Ketujuh, meningkatkan harapan hidup. Mortalitas adalah keninscayaan yang tak dapat dipungkiri dalam hidup. Akan tetapi hasil penelitian membuktikan bahwa orang yang memiliki tradisi membaca buku yang mapan memiliki harapan hidup lebih lama. Mereka yang memiliki tradisi membaca buku 30 menit setiap hari mengalami kesempatan penurunan mortalitas 20% dibandingkan mereka yang tidak biasa membaca buku.
Spesifiknya lagi, mereka yang tidak membaca sama sekali atau sekadar membaca koran, majalah, dan media lainnya tidak seberuntung orang yang gemar membaca buku. Sebab, mereka yang terbiasa membaca buku secara rutin dalam kurun waktu standar cenderung memiliki harapan hidup dua tahun lebih lama. Lantas, mengapa anda tidak mulai membaca dari sekarang?
Sedangkan membaca dapat mengurangi depresi adalah pamungkas dari manfaat membaca. Maksudnya, pamungkas dalam pembahasan ini, bukan berarti pengerdilan--mendiskreditkan sekian banyak--manfaat tradisi membaca dari sudut pandang lain. Orang depresi umumnya diliputi perasaan merosot seperti tertekan, muram, sedih, kalut serta merasa terasing dan terisolasi dari lingkungan sekitar.

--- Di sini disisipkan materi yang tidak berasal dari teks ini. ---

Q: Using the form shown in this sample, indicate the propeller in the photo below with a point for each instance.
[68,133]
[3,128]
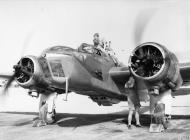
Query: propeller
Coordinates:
[18,69]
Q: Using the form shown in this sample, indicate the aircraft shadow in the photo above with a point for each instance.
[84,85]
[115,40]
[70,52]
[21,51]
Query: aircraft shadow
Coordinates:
[78,120]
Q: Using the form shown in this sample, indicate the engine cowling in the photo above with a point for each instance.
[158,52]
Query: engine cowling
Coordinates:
[28,72]
[156,65]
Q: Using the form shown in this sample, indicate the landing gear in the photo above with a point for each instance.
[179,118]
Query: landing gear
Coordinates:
[160,106]
[45,117]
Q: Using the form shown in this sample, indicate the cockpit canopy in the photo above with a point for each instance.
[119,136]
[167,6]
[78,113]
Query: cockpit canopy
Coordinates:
[88,48]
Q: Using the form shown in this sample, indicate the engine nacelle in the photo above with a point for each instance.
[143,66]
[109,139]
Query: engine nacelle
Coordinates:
[28,72]
[156,65]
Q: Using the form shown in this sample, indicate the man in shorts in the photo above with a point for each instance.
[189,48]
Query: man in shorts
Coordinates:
[133,101]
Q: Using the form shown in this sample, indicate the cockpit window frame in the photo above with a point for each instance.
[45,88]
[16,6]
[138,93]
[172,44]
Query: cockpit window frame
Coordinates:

Singkatnya, depresi adalah penyakit mental. Kendati begitu penyakit ini dapat berkurang manakala yang bersangkutan (penderita) memiliki kebiasaan membaca buku. Membaca buku apa pun itu, baik fiksi atau non fiksi. Utamanya membaca buku yang bergenre motivasi diri (self help).
Mungkin kita masih ingat bagaimana sosok alm. BJ. Habibie begitu depresi tatkala ditinggalkan kekasih sejatinya, Ainun. Hingga akhirnya dokter merekomendasikan beliau untuk membaca dan menulis buku sebagai obat terbaik. Karena dua aktivitas itu pula beliau kembali move on dan bergairah menjalani hidup hingga kembali dalam pelukan Tuhan penuh kedamaian.